Interim study results show the effectiveness of one dose of the Pfizer-BioNTech and Oxford-AstraZeneca vaccines in preventing hospitalisation of people in their 80s with multiple comorbidities.
The AvonCAP study results are by researchers from the University of Bristol, University Hospitals Bristol and Weston NHS Foundation Trust (UHBW) and North Bristol NHS Trust (NBT).
AvonCAP, an ongoing surveillance project funded by Pfizer, records information on all adult patients admitted to Bristol’s two large NHS hospitals with symptoms, signs and/or X-ray evidence of acute disease in the lungs. The study identified 434 cases from December 18, 2020 (ten days after the UK’s COVID-19 vaccine programme began)
to February 26, 2021 who were eligible for vaccination by the end of March 2021.
The effectiveness of one dose was estimated by taking the acute respiratory disease cases who had a positive test for SARS-CoV-2 on hospital admission and those whose test was negative, and comparing the immunisation rates in the two groups.
To minimise bias, the analysis was structured so that comparisons were only made within individual weeks. Factors which might influence the risk of contracting COVID-18 and of getting immunised were considered, such as a measure of social deprivation, whether patients were care home residents, and sex.

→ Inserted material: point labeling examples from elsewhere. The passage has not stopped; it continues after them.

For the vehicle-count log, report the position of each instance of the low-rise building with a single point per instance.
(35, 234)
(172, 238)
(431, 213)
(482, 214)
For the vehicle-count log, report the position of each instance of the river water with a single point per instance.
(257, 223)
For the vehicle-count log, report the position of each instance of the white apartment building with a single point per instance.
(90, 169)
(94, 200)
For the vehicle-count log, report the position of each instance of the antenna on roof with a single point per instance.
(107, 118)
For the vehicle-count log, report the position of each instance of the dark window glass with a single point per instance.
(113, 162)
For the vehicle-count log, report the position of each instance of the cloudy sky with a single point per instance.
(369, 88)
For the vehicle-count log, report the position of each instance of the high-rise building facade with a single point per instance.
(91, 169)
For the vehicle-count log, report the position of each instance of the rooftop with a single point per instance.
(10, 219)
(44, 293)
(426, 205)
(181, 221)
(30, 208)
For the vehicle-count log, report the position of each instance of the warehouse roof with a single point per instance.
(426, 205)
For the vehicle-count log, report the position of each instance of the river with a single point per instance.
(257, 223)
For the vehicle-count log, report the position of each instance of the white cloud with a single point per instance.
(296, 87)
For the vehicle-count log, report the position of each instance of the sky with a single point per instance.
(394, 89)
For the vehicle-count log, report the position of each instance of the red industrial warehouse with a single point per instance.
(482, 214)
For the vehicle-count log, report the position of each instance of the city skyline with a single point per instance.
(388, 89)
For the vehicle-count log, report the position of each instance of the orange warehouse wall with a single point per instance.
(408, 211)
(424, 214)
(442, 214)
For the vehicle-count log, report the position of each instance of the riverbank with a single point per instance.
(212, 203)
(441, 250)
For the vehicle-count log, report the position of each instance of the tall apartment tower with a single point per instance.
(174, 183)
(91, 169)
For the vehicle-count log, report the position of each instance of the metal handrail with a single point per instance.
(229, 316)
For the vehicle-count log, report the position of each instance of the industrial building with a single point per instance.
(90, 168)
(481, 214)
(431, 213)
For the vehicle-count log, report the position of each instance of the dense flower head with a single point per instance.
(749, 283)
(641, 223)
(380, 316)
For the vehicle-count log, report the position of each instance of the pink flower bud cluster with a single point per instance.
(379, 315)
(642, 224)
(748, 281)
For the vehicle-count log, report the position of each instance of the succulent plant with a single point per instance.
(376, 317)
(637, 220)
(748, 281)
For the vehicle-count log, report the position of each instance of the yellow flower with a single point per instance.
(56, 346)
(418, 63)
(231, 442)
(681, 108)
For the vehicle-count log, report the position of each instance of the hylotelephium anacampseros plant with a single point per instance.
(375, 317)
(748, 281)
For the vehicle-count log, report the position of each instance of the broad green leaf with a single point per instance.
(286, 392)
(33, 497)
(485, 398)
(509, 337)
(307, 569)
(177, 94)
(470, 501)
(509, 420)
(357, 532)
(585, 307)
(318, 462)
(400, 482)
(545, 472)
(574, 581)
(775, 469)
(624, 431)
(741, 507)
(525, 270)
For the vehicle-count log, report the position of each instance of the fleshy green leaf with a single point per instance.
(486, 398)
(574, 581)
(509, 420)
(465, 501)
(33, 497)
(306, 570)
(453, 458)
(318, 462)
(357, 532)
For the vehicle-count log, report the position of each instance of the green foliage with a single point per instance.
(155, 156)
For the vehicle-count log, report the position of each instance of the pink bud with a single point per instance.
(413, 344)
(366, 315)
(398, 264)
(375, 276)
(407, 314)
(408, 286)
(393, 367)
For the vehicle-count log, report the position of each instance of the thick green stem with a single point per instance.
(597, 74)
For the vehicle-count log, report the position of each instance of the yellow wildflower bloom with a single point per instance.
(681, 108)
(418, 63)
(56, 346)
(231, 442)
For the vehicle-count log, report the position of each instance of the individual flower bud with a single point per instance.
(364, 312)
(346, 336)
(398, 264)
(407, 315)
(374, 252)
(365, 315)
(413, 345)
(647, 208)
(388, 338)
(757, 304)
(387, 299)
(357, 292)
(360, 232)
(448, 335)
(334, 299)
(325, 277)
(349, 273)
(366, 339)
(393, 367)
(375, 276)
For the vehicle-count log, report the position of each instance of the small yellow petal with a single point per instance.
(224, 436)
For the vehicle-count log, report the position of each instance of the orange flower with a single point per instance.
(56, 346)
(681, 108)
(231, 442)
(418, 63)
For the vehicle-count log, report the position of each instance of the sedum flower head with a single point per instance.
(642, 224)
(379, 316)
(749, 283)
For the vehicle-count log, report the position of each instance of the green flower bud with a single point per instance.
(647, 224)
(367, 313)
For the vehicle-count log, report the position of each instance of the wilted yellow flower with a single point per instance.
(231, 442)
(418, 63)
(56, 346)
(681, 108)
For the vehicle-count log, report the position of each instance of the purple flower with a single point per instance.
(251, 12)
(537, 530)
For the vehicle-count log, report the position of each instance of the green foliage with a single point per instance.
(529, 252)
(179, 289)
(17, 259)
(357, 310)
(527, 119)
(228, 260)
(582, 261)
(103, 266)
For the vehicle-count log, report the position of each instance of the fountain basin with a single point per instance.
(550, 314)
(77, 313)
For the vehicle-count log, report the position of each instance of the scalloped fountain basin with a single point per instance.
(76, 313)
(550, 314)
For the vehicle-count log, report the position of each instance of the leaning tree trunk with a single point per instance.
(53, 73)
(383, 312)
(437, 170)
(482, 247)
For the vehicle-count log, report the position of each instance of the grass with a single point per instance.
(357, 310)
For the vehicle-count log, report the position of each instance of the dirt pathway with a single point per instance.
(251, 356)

One dose of the Pfizer-BioNTech vaccine, which began to be used on 8 December 2020, was shown to be 71.4% effective (95% confidence interval [CI] 46.5-90.6) and one dose of the Oxford-AstraZeneca vaccine, which began to be used on January 4, 2021, was shown to be 80.4% effective (95% CI 36.4-94.5). Both were measured from 14 days after one dose at preventing symptomatic illness severe enough to result in hospitalisation.
When observations were reconciled to cover the same time period in early 2021, the observed effectiveness of one dose of the two vaccines were almost identical (Pfizer-BioNTech 79.3% and Oxford-AstraZeneca 80.4%).
Instead of linking large databases of test results, immunisation records and diagnostic codes for entire populations, like other studies from Scotland and England made public recently, this study involved examination of all medical admissions in two admitting hospitals in a single city. This increases accuracy of onset of symptoms which can be recorded and included in the analysis and compensation made for possible biases.
The study also provides details on the patients who were hospitalised and in whom the vaccines are taking effect. This was a group of very elderly, frail people with many other illnesses and vulnerabilities and it is noteworthy that vaccination was able to protect such high-risk people so effectively.
Adam Finn, Professor of Paediatrics and Chief Investigator of the study at the University of Bristol, said: “We are very pleased to share these early results that show the UK COVID-19 vaccine programme is working better than we could have hoped. We are also delighted our findings could reduce the burden of serious illness in our elderly population and relieve the pressure on the NHS. The AvonCAP study will continue to provide further and more detailed information as time goes on.”